When Michelangelo Merisi da Caravaggio created his multiple images of the identical distinctive-looking kid in Rome at the start of the seventeenth century, he was the highly celebrated religious painter in a city ignited by Catholic revival. The Sacrifice of Isaac demonstrates why he was sought to adorn sanctuaries: he could take a scriptural narrative that had been portrayed many occasions previously and render it so new, so raw and physical that the horror seemed to be occurring directly before you.

Yet there was a different aspect to Caravaggio, evident as quickly as he arrived in Rome in the cold season that ended the sixteenth century, as a painter in his early twenties with no mentor or patron in the urban center, just talent and audacity. Most of the paintings with which he captured the holy metropolis's eye were anything but holy. That may be the absolute earliest hangs in the UK's art museum. A young man parts his red lips in a yell of pain: while stretching out his filthy digits for a fruit, he has rather been bitten. Youth Bitten by a Reptile is eroticism amid poverty: observers can discern Caravaggio's dismal room mirrored in the cloudy waters of the transparent vase.

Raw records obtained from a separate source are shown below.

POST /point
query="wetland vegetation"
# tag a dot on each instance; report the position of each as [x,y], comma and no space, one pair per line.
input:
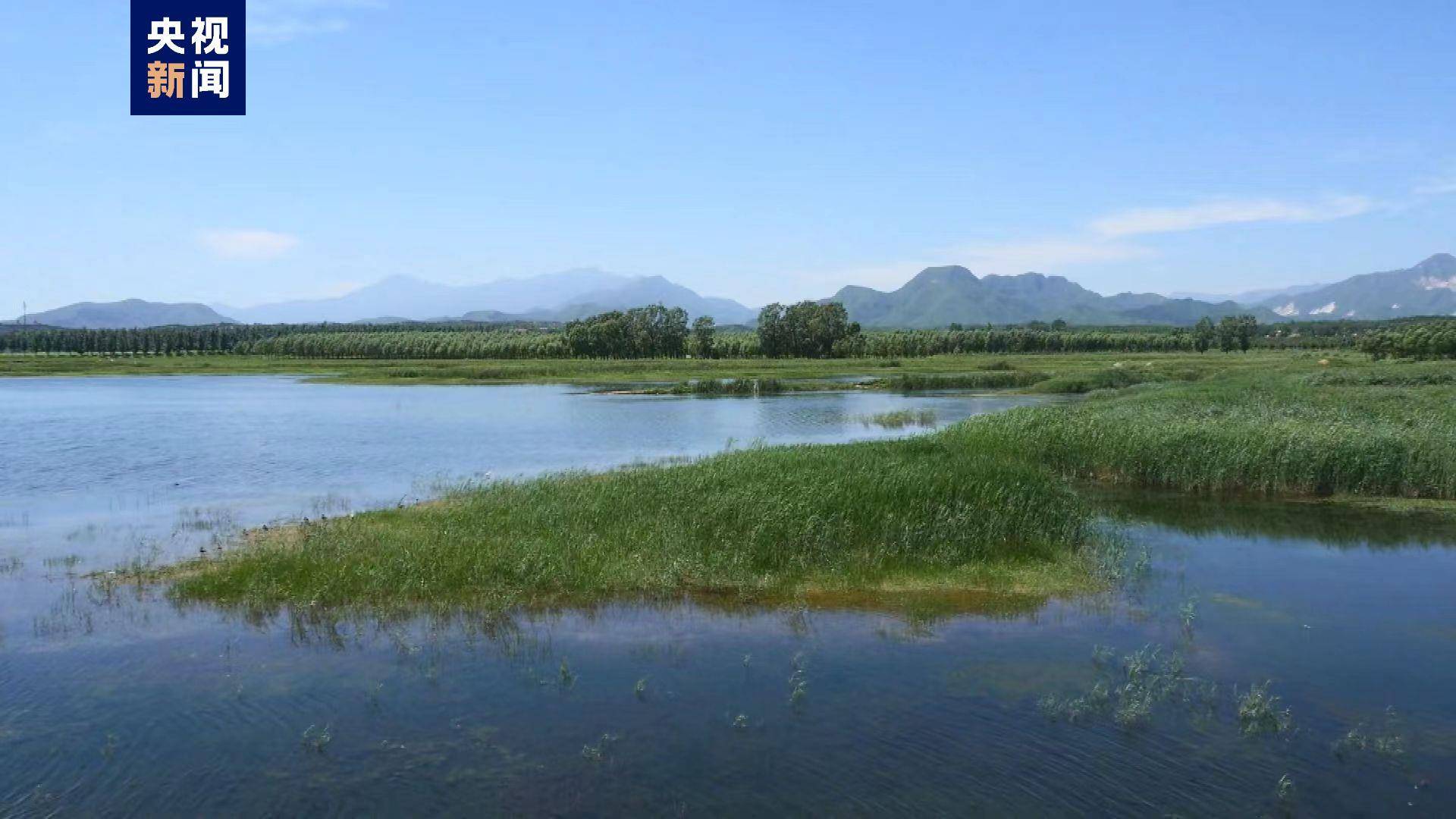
[981,503]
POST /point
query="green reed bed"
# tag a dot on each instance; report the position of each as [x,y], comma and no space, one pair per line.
[755,523]
[900,419]
[984,379]
[1279,431]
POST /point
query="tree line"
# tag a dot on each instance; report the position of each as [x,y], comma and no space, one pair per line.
[1432,340]
[802,330]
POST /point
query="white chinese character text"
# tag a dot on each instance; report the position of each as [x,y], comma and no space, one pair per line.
[210,76]
[166,33]
[209,36]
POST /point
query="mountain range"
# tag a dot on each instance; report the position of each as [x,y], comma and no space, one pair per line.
[555,297]
[1427,289]
[940,297]
[934,297]
[131,312]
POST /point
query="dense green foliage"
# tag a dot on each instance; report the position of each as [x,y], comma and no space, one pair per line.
[807,330]
[641,333]
[1285,431]
[1427,340]
[750,523]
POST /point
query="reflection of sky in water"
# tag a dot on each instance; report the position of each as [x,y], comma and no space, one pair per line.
[96,466]
[130,706]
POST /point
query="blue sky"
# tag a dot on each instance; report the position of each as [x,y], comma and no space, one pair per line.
[755,150]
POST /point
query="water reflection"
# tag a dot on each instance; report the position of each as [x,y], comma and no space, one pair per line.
[1128,703]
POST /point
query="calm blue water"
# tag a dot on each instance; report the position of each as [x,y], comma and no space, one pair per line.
[124,704]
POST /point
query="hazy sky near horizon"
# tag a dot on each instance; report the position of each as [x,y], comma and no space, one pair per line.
[755,150]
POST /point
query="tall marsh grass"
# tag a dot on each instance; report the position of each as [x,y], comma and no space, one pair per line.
[748,523]
[1273,433]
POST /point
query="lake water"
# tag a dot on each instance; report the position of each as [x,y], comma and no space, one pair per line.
[127,706]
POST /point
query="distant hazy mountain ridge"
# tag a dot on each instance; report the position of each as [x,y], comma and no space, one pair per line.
[555,297]
[1423,290]
[128,314]
[935,297]
[940,297]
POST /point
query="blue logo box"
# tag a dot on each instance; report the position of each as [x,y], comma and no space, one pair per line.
[188,57]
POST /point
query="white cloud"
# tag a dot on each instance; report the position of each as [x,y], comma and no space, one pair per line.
[1104,241]
[1436,187]
[1009,259]
[246,245]
[1142,222]
[271,22]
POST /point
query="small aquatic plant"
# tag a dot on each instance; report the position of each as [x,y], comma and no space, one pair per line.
[900,419]
[316,739]
[599,751]
[1285,790]
[1383,739]
[1188,613]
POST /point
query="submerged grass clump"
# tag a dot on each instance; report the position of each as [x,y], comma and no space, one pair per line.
[1383,739]
[1260,711]
[1128,692]
[750,525]
[984,379]
[900,419]
[1273,433]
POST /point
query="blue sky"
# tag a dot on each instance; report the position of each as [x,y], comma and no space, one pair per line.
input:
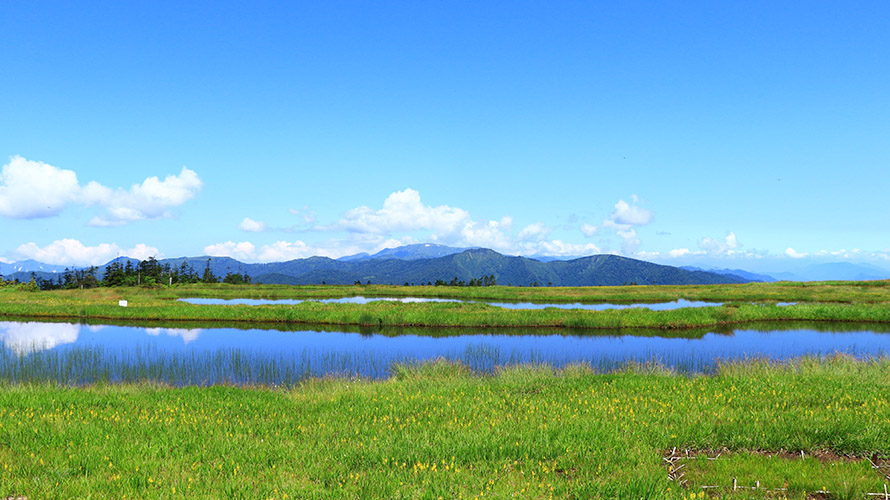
[746,134]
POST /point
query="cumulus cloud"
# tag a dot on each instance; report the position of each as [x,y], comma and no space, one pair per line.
[726,246]
[252,226]
[306,213]
[680,252]
[559,248]
[403,211]
[630,214]
[150,200]
[244,250]
[588,229]
[623,219]
[68,251]
[536,231]
[32,189]
[790,252]
[281,251]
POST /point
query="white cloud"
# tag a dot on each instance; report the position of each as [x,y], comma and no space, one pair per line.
[32,189]
[150,200]
[588,229]
[68,251]
[790,252]
[628,214]
[244,250]
[623,219]
[306,213]
[403,211]
[560,248]
[727,246]
[536,231]
[281,251]
[252,226]
[482,234]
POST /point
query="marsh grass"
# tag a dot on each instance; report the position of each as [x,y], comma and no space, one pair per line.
[847,302]
[440,430]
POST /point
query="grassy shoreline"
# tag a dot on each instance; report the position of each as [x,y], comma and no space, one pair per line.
[438,430]
[839,302]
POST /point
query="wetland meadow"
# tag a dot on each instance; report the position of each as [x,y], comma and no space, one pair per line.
[759,390]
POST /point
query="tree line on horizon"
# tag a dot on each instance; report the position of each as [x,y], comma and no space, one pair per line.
[148,272]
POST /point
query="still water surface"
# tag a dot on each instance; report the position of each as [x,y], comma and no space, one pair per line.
[81,353]
[662,306]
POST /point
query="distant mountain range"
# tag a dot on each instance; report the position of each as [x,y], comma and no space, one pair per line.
[407,252]
[407,265]
[427,263]
[735,272]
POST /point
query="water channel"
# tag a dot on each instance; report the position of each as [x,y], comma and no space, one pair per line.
[208,354]
[659,306]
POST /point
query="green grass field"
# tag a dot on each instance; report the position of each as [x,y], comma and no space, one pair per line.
[439,431]
[844,301]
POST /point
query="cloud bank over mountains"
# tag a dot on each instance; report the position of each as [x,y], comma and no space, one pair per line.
[32,189]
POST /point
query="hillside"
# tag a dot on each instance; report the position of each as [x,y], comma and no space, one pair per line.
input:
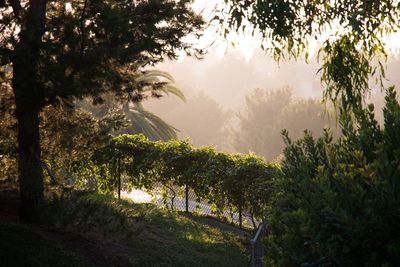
[98,230]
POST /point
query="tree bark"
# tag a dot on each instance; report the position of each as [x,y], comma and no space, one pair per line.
[28,99]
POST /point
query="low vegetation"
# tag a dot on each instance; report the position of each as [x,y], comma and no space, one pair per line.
[151,236]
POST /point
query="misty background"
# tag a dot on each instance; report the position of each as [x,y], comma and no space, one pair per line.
[239,101]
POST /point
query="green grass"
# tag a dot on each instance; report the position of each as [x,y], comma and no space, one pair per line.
[156,237]
[21,246]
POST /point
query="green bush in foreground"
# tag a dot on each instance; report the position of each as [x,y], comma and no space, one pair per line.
[338,203]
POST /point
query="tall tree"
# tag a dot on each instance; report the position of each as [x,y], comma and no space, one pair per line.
[59,50]
[352,35]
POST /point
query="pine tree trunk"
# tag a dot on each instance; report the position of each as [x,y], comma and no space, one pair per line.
[28,99]
[29,167]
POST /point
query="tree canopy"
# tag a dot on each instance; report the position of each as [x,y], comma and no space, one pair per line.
[61,50]
[351,32]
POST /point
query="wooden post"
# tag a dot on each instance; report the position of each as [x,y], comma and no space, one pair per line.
[240,217]
[119,178]
[187,198]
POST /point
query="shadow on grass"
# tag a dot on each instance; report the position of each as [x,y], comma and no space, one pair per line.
[156,237]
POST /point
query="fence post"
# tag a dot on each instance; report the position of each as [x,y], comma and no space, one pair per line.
[187,197]
[119,177]
[240,217]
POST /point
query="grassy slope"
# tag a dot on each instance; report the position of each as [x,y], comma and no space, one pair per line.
[20,246]
[154,237]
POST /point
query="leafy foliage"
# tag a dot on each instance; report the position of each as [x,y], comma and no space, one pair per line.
[267,113]
[351,33]
[223,180]
[337,203]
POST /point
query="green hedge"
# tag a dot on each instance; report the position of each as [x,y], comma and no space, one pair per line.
[226,181]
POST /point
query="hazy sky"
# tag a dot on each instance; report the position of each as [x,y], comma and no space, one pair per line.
[228,73]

The boy wears a pink flower in his hair – a emblem of the erotic commerce in Renaissance art. Northern Italian painters such as Tiziano and Jacopo Palma depicted prostitutes grasping blooms and, in a painting destroyed in the WWII but known through photographs, Caravaggio portrayed a famous woman prostitute, holding a posy to her chest. The meaning of all these floral signifiers is obvious: sex for purchase.

How are we to interpret of the artist's erotic portrayals of youths – and of one boy in specific? It is a inquiry that has divided his interpreters since he gained mega-fame in the twentieth century. The complicated past reality is that the painter was neither the homosexual icon that, for example, Derek Jarman presented on screen in his 1986 film about the artist, nor so entirely pious that, as some artistic historians improbably assert, his Boy With a Basket of Fruit is in fact a portrait of Christ.

His initial paintings do make explicit sexual implications, or including offers. It's as if the painter, then a penniless youthful artist, aligned with the city's prostitutes, offering himself to live. In the Florentine gallery, with this idea in mind, observers might turn to another early creation, the 1596 masterpiece Bacchus, in which the god of wine gazes coolly at you as he begins to untie the black sash of his robe.

A several years following Bacchus, what could have driven the artist to paint Victorious Cupid for the art patron Vincenzo Giustiniani, when he was finally growing nearly respectable with important ecclesiastical projects? This profane pagan deity resurrects the erotic challenges of his early paintings but in a more intense, uneasy manner. Fifty years later, its hidden meaning seemed clear: it was a portrait of Caravaggio's companion. A English traveller saw Victorious Cupid in about 1649 and was told its figure has "the body & face of [Caravaggio's|his] own boy or assistant that laid with him". The identity of this boy was Cecco.

The painter had been dead for about forty annums when this story was recorded.

Amber Garcia
Amber Garcia

Tech enthusiast and IT expert with over a decade of experience in server management and cloud computing.